Billy Kelly, Everyone’s A TV Star Tonight. Album Review.

Liverpool Sound and Vision Rating * * * *

A life through a cold mechanical lens; caught on the bright lights of an intrusive camera with no contract to sign or even a say in how your image is used and for what purpose.  Footballers, media representatives, even some that make the notes and songs we hum along to when the mood invariably takes us have an image to protect, but for the ordinary person, the individual on the street casually walking along minding their own business, a million trained eyes are watching, scrutinising and wondering if you are going to commit an act of behaviour so shocking that it might just be on a television programme for mass entertainment at some point.

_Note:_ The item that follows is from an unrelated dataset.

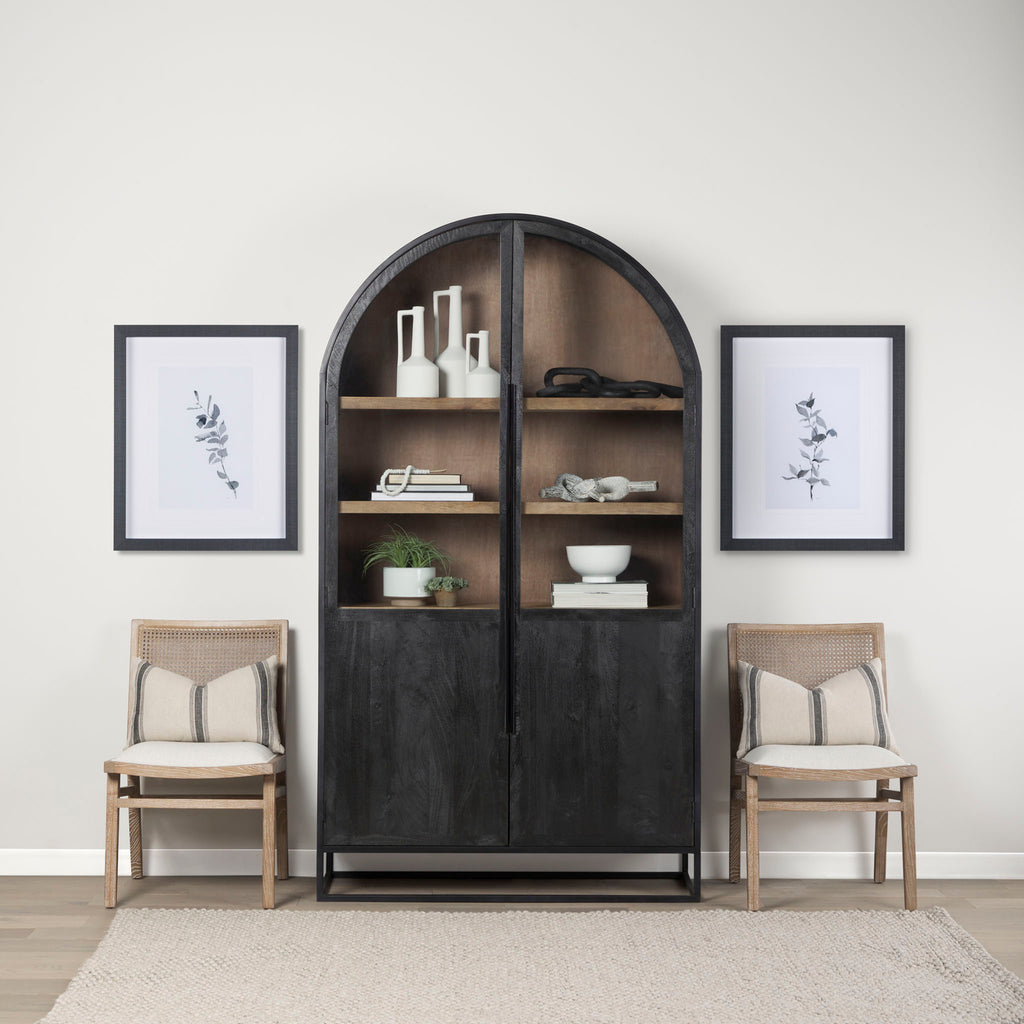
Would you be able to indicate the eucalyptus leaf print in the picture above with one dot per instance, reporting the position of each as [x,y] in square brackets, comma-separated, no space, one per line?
[213,436]
[812,446]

The album Everyone’s A TV Star Tonight by Billy Kelly is apt for this reason, for there is a sense of disconnection, a worry of epic proportions threaded throughout and played with a smile, a grin that’s infectious and beautifully disarming to the point where the question that forms in the back of the mind comes rushing out like a rocket with a shotgun shoved in a peculiar place to give it even more thrust. The question of does a serious amount of time away from recording songs make you stale or more lively, the chance to witness and enjoy life without having to write about it make you more focused to the details such as the camera eye, the steel glaze and the mirrored lens  above your head a hindrance to your life. No matter the answer to everyone else’s life, Billy Kelly quite frankly seems to understand and the songs on Everyone’s A TV Star Tonight reflects that.

There is so much going on in the album, so much hidden away that on first listen, even second or third go, you might not get it all. The relish comes though when you do, when that moment of clarity on tracks such as Haunted, 30 Minutes of Greatness, That Was Then! This Is Now! and the grilling nature of Strange Man all suddenly slot into place and the world becomes a darker sinister location but with a possible answer squirreled away in the background, there for when you are ready to use it. The album certainly feels as if Billy Kelly, armed with a caustic wit, a more keen eye than a hundred trained cameras and a charming sound from his guitar, has an answer, it might not be your truth but at least Billy Kelly has stated his, super stuff.